= Football at the 1964 Summer Olympics – Men's Asian Qualifiers – Group 2 =

The 1964 Summer Olympics football qualification – Asia Group 2 was one of the three Asian groups in the Summer Olympics football qualification tournament to decide which teams would qualify for the 1964 Summer Olympics football finals tournament in Japan. Group 2 consisted of five teams: Indonesia, Burma, Malaysia, North Korea and Thailand. The teams played home-and-away knockout matches.

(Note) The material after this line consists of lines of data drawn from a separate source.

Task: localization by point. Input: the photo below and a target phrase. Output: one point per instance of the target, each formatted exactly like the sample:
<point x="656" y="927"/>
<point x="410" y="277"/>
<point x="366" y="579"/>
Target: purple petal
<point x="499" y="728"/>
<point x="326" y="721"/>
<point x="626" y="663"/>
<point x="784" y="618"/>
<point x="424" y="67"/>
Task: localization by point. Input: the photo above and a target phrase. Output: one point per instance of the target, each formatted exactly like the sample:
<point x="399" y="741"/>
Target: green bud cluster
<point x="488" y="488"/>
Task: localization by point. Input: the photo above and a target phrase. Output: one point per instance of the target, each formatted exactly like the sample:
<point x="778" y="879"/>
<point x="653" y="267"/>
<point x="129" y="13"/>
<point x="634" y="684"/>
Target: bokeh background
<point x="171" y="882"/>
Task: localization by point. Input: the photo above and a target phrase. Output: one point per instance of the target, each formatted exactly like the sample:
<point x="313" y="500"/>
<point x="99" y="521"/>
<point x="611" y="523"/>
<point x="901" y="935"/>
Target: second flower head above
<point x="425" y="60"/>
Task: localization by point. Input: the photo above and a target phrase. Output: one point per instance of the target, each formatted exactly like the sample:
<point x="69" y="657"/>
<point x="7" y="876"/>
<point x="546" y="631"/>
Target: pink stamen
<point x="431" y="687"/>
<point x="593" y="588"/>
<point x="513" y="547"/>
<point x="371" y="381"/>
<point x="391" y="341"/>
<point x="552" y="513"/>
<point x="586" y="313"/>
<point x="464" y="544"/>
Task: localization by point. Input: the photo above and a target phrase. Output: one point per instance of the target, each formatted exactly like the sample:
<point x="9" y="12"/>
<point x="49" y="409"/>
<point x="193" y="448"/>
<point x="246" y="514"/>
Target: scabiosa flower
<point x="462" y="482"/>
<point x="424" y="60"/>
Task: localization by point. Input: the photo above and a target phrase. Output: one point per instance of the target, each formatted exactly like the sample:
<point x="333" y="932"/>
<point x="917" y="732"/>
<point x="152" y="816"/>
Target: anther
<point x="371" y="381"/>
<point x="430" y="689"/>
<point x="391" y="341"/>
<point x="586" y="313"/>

North Korea qualified for the Summer Olympics football finals after defeating Thailand 7–0 on aggregate in the second round.

==Summary==

| Team 1 | Agg.Tooltip Aggregate score | Team 2 | 1st leg | 2nd leg |
Preliminary round
| Malaysia | 3–4 | Thailand | 1–1 | 2–3 |
First round
| Burma | 0–1 | North Korea | 0–0 | 0–1 |
| Thailand | w/o | Indonesia | — | — |
Second round
| North Korea | 7–0 | Thailand | 2–0 | 5–0 |

==Preliminary round==
12 October 1963
MYS 1-1 THA
  MYS: Gabrielle 24'
  THA: Panich 79'

16 November 1963
THA 3-2 MYS
  THA: Panikabutr 10', Nilpirom 27', 59'
  MYS: Ambu 11', Noordin 79'

Thailand won 4–3 on aggregate and advanced to the first round.

==First round==
22 March 1963
Burma 0-0 PRK

2 April 1963
PRK 1-0 Burma
  PRK: Pak Seung-zin

North Korea won 1–0 on aggregate and advanced to the second round.

THA w/o IDN

IDN w/o THA

Thailand won on walkover and advanced to the second round.

==Second round==
31 May 1964
PRK 2-0 THA
  PRK: Pak Seung-zin 58', Kong Si-hak 71'

28 June 1964
THA 0-5 PRK
  PRK: Kim Seung-il 21', Pak Doo-ik 24', 71', 76', Pak Seung-zin 67'

North Korea won 7–0 on aggregate and qualified for the Summer Olympics.